Appel à l’Occident

Text by Toufic Attar from São Paulo, Brazil
Part 1 of 3

 

Au Carrefour des XX & XXI Siècles
Savoir se souvenir pour reconstruire

Sous-Titre :  Appel à l’Occident.
Avant Propos : L’alerte !  

·         Voilà une histoire que l’auteur reprend en 2015, bien avant la tempête économique qui s’est abattue sur le monde, commmençant, cette fois-ci aux États-Unis. Comme pour dire que rien de surprenant dans ces retombées, comme rien de surprenant sur les évènements en Europe quand la crise actuelle finit par suciter un aveuglement qui ne distingue plus entre les raisons économiques et religienses, entre des cultures qui vivent un même monde mais pas du tout une même opinion du monde.
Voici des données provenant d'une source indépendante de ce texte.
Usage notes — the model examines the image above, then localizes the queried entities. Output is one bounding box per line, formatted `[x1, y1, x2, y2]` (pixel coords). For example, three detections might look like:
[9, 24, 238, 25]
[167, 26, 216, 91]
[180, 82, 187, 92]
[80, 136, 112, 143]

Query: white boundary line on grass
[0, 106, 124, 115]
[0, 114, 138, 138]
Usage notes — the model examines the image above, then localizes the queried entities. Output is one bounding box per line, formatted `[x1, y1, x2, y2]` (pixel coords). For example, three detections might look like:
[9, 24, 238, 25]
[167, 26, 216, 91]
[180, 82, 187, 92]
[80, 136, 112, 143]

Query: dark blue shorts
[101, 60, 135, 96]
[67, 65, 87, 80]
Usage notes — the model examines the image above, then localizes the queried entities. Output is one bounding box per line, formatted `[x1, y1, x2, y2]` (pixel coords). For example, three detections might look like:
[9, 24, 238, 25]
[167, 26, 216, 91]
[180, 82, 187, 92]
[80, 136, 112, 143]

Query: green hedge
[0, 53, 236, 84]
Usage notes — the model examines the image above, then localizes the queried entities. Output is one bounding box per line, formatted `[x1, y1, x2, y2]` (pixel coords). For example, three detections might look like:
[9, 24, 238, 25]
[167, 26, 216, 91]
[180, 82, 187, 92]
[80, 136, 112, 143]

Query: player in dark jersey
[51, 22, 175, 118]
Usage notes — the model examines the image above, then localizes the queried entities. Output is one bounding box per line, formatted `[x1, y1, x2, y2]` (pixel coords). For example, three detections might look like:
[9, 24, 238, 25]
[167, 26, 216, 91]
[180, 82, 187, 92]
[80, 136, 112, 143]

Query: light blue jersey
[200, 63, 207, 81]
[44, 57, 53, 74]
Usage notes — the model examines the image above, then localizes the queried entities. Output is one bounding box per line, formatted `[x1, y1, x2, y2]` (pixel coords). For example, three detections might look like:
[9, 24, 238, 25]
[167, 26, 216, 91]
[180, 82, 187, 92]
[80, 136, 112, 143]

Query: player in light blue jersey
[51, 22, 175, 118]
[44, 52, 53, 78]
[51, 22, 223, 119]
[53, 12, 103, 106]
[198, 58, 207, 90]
·         Triste spectacle en cette fin du XXeme siècle quand ce mémoire a été rédigé, entre 1992 et 1996 quoique présenté au public en début de ce XXIème siècle.

·         Entre temps rien n'a changé, évolué vers le positif. Au contraire le portrait du monde est celui d'un cargo fonçant dans une mer pleine d'icebergs, au vu et su de tout le monde, sans que les commandants de bord prennent le soin de l'écarter de cette route, d'éviter la collusion fatale, d'intervenir à temps pour le remettre sur la bonne route et permettre une croisière des plus agréables aux passagers à bord. Les passagers c'est nous avec toutes les nouvelles générations que nous emmenons avec nous. Les commandants, actuellement, ce sont les puissances économiques actuelles : les USA, l'Union Européenne sans en écarter le Japon qui tient un rôle essentiel aussi important que les autres. Et la Nouvelle Europe, par contraste à la bonne Vieille Europe qui s'amusait à se faire des guerres comme passe-temps favori et comme meilleur forgeur de places vacantes au travail puisque ceux qui partent en guerre laissent la place à d'autres qui ne s'en plaignent pas; certains reviennent estropiés mais qui s'en souciait alors ? Pour effacer toute tentative de retomber dans cette belle mais catastrophique situation on inventa une tentative de solution: est-ce que les principaux pays européens, unis, ne s'en sortiraient pas mieux ? Surtout face aux USA sortis renforcés par les deux guerres mondiales ? La réponse après moins de cinquante ans est là: oui, l'Europe élargie, unie, est bien plus efficace. Non seulement. On  lui découvre à l'improviste, le probable rôle de régulateur mondial, entre les USA préoccupés par un besoin permanent d'assurer l'économie du monde, sans plus avoir l'URSS à ses trousses pour partager l'hégémonie mondiale ou menacer d'appuyer (et de financer). Non seulement l'Europe retrouvait sa route quand elle a été la source des découvertes vers les Nouveaux Mondes mais voilà que le tandem France Allemagne affiche son vouloir d'une coopération plus profonde encore, à fêter comme Jour Spécial le 22 Janvier en hommage au pacte De Gaulle/Adenhauer voilà 60 ans. Voilà pourquoi, aussi, ce Message à la Nouvelle Europe.



L’homme, celui-là sorti ou né après la Deuxième Guerre Mondiale (DGM) voit l’échec d’un vieux rêve cher à tous ceux qui au banc de l’école prennent contact avec les plus nobles et les plus dignes des objectifs tracés par les philosophes et les penseurs des siècles passés: lutter pour l’émancipation de l’homme, de son propre pays, afin de pouvoir assurer le bonheur, la liberté, l’égalité, entre autres, dans un monde fraternel.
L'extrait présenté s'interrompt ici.